Carbohydrates, Calories and Fat

Chicken is a carbohydrate-free food. According to NutritionData, skinless chicken breast provides the least amount of calories and fat, about 143 calories, 3g total fat and 1g saturated fat for half of a large boneless, skinless breast, or a 95g serving. Dark meat is higher in fat. About 86g of dark meat without skin provides 165 calories and 8g total fat, 2g of which are saturated. This nutrition information is for chicken that has been stewed without added fat.


Chicken is a rich source of two B vitamins: niacin or vitamin B3 and vitamin B6. A 4-ounce portion meets 40 and 16 percent respectively of the recommended daily value, or DV. The most important function of niacin is in helping to release energy from carbohydrates. It also aids in the formation of red blood cells. The best food source of vitamin B6 is poultry. This nutrient performs the same functions as niacin but is also important for protein metabolism, is necessary for proper immune system function and helps produce certain neurotransmitters, or brain chemicals.

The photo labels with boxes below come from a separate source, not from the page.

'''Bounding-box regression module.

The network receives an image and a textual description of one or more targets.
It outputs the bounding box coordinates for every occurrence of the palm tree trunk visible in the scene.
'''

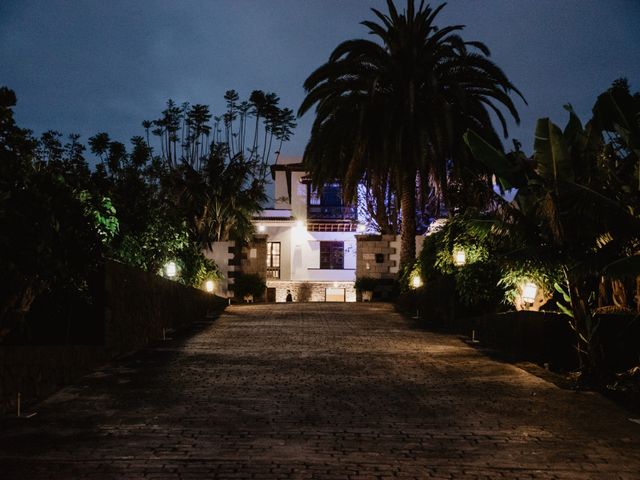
[400,172,416,269]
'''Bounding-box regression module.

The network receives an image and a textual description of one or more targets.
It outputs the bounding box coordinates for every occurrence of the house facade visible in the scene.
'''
[207,157,399,302]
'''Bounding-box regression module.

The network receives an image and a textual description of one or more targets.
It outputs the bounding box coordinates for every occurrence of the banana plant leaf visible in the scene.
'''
[603,255,640,278]
[463,130,527,190]
[533,118,574,191]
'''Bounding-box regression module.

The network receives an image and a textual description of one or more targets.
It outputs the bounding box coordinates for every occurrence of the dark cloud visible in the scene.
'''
[0,0,640,159]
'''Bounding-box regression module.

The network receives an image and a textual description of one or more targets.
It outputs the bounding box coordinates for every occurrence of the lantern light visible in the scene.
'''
[164,262,178,278]
[453,250,467,267]
[522,282,538,305]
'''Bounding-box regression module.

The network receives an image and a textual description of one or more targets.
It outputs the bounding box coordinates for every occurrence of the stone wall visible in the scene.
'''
[0,345,109,415]
[0,261,226,413]
[267,280,356,302]
[356,235,400,278]
[104,261,225,356]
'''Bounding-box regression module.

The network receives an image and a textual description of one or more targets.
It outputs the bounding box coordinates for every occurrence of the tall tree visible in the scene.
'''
[298,0,522,266]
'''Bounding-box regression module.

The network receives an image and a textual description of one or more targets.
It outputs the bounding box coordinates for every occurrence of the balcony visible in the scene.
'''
[307,205,358,222]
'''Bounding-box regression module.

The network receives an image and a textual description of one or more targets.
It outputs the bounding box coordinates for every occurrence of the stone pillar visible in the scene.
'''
[356,235,400,278]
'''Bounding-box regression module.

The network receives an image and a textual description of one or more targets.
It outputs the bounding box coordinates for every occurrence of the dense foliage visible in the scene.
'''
[299,0,519,266]
[0,88,295,341]
[415,80,640,380]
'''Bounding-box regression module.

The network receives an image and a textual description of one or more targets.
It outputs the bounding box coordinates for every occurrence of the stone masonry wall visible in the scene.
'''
[267,280,356,302]
[356,235,400,278]
[0,261,226,413]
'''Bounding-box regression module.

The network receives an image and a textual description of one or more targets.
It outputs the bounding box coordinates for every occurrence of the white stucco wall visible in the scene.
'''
[265,224,356,281]
[203,242,235,297]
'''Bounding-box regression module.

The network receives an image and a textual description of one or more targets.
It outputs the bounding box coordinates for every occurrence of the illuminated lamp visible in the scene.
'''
[164,262,178,278]
[522,282,538,305]
[453,250,467,267]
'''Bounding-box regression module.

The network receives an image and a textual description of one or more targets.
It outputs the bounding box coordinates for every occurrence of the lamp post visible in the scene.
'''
[164,261,178,278]
[521,282,538,307]
[411,275,422,320]
[453,249,467,267]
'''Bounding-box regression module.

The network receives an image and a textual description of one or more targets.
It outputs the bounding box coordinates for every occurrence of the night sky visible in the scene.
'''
[0,0,640,161]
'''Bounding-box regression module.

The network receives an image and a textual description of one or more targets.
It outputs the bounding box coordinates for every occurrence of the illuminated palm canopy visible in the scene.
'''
[299,0,522,264]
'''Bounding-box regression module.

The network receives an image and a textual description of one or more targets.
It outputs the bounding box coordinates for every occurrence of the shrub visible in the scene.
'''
[354,277,378,292]
[233,273,267,298]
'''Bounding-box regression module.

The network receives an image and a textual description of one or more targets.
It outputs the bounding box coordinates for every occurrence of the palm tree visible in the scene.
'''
[298,0,524,266]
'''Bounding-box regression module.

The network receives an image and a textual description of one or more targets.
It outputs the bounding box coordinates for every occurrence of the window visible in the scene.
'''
[267,242,280,278]
[320,242,344,270]
[309,183,342,207]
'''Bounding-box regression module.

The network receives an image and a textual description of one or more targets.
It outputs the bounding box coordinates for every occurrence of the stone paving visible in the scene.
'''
[0,304,640,480]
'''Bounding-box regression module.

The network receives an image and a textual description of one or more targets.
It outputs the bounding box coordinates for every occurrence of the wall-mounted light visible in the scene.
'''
[453,249,467,267]
[164,262,178,278]
[521,282,538,305]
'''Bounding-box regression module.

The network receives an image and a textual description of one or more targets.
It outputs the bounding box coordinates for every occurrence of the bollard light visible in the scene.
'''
[164,262,178,278]
[522,282,538,305]
[453,250,467,267]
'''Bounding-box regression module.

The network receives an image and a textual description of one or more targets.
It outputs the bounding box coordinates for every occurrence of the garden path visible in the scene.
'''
[0,303,640,480]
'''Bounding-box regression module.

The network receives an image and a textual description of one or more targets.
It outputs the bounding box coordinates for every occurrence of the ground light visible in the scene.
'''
[164,262,178,278]
[522,282,538,306]
[453,250,467,267]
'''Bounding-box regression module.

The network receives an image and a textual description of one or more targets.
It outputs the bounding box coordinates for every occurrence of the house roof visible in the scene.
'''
[271,162,305,180]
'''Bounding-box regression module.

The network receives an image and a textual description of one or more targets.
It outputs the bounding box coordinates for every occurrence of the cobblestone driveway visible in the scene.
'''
[0,304,640,480]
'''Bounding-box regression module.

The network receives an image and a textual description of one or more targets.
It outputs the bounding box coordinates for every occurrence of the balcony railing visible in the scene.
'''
[307,205,358,220]
[267,267,280,279]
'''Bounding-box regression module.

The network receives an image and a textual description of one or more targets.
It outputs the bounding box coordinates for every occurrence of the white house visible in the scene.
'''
[206,157,408,302]
[255,157,359,301]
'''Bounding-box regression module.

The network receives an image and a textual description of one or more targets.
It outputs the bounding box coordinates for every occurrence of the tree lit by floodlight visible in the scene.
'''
[164,262,178,278]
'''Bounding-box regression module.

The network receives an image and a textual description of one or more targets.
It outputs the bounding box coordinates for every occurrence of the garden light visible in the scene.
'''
[522,282,538,305]
[164,262,178,278]
[453,250,467,267]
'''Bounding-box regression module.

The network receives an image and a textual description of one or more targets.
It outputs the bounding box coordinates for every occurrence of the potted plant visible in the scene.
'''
[354,277,378,302]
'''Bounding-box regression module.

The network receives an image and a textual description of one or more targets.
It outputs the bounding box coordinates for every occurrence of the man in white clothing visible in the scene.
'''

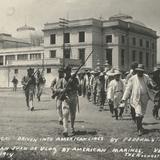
[107,70,124,120]
[122,64,153,136]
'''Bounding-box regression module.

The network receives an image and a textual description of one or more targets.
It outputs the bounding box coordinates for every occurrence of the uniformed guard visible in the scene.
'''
[51,67,64,125]
[21,68,36,111]
[61,66,79,136]
[12,76,18,91]
[94,72,106,111]
[36,69,46,101]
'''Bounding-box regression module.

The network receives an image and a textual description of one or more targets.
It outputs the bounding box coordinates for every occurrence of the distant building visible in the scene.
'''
[43,14,158,71]
[0,33,31,49]
[0,14,158,87]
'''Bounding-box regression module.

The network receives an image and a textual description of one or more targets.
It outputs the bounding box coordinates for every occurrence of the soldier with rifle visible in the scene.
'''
[59,51,93,137]
[50,67,64,125]
[36,69,46,101]
[21,68,37,111]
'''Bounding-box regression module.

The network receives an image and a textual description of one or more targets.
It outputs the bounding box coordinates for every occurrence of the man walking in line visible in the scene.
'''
[21,68,36,111]
[12,76,18,91]
[37,70,46,101]
[51,66,79,137]
[122,64,153,136]
[51,68,64,125]
[107,70,124,120]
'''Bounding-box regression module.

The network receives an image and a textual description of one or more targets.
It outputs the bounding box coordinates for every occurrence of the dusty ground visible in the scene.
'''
[0,90,160,160]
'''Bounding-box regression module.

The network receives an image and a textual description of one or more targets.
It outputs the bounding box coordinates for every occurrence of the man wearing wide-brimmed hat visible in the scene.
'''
[107,70,124,120]
[152,67,160,119]
[122,64,153,136]
[94,72,106,111]
[50,67,64,125]
[21,68,36,111]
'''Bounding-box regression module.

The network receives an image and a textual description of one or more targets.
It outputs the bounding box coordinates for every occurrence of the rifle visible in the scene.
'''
[23,69,38,90]
[60,49,94,100]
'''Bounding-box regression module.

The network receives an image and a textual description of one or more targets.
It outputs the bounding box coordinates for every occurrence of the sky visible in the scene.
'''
[0,0,160,62]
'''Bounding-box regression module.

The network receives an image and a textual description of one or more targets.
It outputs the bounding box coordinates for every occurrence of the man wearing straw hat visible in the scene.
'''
[107,70,124,120]
[122,64,153,136]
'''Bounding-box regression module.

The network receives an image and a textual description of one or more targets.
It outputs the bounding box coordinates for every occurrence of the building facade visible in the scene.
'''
[43,14,158,71]
[0,14,158,87]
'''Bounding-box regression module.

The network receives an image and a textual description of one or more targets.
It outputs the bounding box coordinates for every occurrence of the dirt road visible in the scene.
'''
[0,90,160,160]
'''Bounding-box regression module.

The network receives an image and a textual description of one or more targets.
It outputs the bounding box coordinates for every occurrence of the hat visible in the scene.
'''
[99,72,104,77]
[27,68,34,74]
[104,60,109,66]
[58,67,64,72]
[65,66,72,72]
[91,71,95,74]
[135,64,144,72]
[114,70,122,75]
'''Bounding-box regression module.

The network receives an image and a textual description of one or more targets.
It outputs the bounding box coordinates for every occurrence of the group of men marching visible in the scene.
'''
[22,62,160,136]
[21,68,46,111]
[73,62,160,135]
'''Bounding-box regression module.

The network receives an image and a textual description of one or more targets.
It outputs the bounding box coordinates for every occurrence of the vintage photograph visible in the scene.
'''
[0,0,160,160]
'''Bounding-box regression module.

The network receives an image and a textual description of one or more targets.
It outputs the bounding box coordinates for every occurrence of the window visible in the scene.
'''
[50,50,56,58]
[121,49,125,65]
[132,50,136,61]
[139,52,143,63]
[79,32,85,42]
[6,55,15,60]
[5,55,15,64]
[79,48,85,63]
[146,41,149,48]
[106,35,112,43]
[152,54,155,66]
[121,35,125,44]
[106,48,112,65]
[132,37,136,46]
[47,68,51,73]
[64,49,71,58]
[146,52,149,67]
[14,69,18,74]
[30,53,41,60]
[0,56,3,65]
[152,43,155,49]
[139,39,143,47]
[64,33,70,43]
[50,34,56,44]
[17,54,28,60]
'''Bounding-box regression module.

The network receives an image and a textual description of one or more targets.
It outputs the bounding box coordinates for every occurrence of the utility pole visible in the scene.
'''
[59,18,69,68]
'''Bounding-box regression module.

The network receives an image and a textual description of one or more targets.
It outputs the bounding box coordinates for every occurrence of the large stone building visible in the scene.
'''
[0,14,158,87]
[43,14,158,71]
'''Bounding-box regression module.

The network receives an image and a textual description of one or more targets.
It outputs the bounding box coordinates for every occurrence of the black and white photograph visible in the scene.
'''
[0,0,160,160]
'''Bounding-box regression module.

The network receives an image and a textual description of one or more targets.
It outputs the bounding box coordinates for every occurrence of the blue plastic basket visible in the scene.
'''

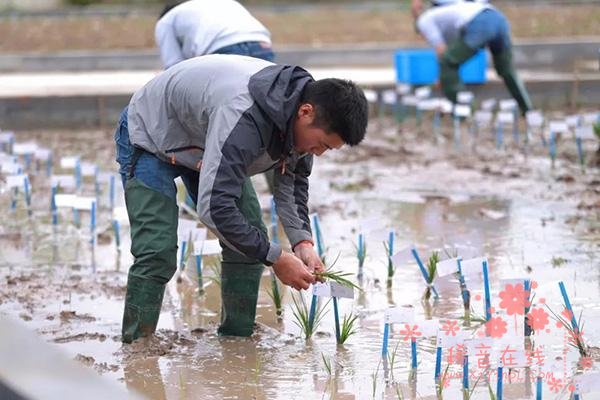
[395,49,487,85]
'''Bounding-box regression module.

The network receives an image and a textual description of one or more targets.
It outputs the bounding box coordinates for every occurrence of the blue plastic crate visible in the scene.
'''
[395,49,487,85]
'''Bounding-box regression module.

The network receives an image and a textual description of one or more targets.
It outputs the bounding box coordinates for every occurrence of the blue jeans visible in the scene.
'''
[115,107,199,204]
[462,8,511,54]
[213,42,275,61]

A 4-ounce portion of chicken is also rich in two minerals, phosphorus and selenium, meeting 16 and 30 percent of the DV for each, respectively. Phosphorus is essential for healthy, strong bones and teeth and is a part of all cell membranes in the human body. This mineral also helps activate the B vitamins. Selenium is important for immune system function and aids in regulating the thyroid hormone.

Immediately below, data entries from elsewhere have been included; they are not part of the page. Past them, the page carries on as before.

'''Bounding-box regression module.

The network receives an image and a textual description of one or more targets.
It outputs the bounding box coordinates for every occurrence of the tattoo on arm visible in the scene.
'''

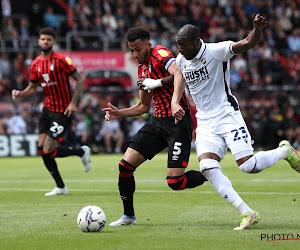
[71,71,84,104]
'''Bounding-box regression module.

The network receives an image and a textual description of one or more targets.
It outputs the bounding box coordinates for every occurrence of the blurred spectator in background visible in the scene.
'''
[43,6,65,29]
[128,116,146,139]
[76,113,90,146]
[0,52,12,76]
[287,29,300,52]
[19,18,30,40]
[2,110,27,135]
[1,0,12,17]
[2,17,17,38]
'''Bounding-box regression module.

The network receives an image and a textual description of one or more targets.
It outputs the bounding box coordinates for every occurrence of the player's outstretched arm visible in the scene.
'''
[137,75,174,90]
[64,71,84,116]
[102,90,152,121]
[11,82,38,100]
[169,62,186,123]
[232,14,267,54]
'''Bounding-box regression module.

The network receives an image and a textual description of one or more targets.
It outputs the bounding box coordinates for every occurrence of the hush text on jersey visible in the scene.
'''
[184,66,210,85]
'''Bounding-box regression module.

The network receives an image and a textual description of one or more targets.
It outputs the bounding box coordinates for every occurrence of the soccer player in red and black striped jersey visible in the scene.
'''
[102,27,206,226]
[12,27,91,196]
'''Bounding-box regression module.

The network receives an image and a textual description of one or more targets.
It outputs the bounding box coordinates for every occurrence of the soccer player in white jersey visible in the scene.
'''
[144,14,300,230]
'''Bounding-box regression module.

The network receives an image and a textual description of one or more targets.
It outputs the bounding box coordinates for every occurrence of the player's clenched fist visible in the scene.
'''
[253,14,267,30]
[11,89,22,100]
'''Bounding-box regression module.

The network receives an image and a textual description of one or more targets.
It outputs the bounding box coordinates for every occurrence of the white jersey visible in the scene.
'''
[176,40,239,125]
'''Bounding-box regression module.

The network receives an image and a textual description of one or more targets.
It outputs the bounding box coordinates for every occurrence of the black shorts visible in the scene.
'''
[129,114,193,168]
[38,107,70,141]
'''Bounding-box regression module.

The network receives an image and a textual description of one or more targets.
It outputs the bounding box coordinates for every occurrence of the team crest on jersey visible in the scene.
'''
[157,49,169,57]
[43,74,50,83]
[65,57,72,65]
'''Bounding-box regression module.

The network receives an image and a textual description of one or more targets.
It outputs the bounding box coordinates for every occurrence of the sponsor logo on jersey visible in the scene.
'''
[184,66,210,85]
[157,49,169,57]
[43,73,50,82]
[65,57,72,65]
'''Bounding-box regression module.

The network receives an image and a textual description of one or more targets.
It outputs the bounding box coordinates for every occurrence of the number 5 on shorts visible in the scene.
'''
[50,122,64,135]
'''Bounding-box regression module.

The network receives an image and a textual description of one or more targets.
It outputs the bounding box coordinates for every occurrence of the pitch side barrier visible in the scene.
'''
[0,134,38,157]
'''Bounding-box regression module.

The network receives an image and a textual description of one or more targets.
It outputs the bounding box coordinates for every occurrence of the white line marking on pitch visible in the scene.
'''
[0,178,299,184]
[0,188,300,195]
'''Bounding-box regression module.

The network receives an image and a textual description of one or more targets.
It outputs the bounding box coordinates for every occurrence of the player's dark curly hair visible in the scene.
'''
[39,27,56,39]
[126,27,150,42]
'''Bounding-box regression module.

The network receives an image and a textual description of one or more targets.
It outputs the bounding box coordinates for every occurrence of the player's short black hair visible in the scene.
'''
[39,27,56,39]
[177,24,200,41]
[126,27,150,42]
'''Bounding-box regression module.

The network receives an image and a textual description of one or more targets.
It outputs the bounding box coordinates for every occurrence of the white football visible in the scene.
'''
[77,205,106,232]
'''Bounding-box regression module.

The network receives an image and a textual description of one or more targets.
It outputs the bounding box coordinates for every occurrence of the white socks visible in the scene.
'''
[203,168,253,214]
[240,147,289,173]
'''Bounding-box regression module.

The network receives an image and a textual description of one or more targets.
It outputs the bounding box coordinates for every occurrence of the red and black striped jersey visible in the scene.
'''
[30,52,76,113]
[138,45,190,117]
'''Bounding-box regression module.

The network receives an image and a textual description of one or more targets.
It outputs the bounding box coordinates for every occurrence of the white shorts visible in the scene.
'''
[196,111,253,161]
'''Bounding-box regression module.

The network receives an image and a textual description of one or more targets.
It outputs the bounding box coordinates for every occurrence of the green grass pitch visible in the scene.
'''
[0,153,300,249]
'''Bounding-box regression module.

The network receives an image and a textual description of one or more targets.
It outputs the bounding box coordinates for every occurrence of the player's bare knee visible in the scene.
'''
[240,156,259,174]
[200,159,221,174]
[167,175,187,190]
[119,159,135,178]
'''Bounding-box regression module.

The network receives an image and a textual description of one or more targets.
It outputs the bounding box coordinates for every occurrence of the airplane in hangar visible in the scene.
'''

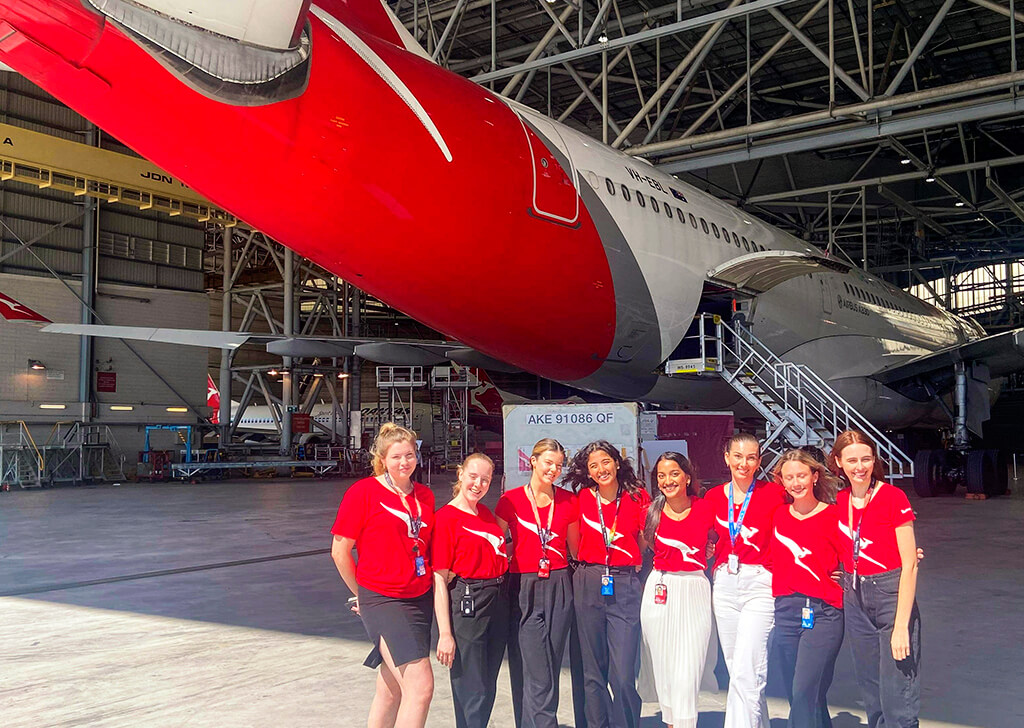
[0,0,1024,493]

How chicken is prepared and/or ingredients added alters the nutrition facts. For example, deep frying chicken and/or consuming the skin increases the amount of fat significantly. Breading chicken or coating it in flour adds carbohydrates. While minerals are indestructible, vitamins are easily destroyed by heat, light and other conditions. Boiling chicken in water may leach the B vitamins. Dry heat cooking methods, such as broiling, may better retain these nutrients.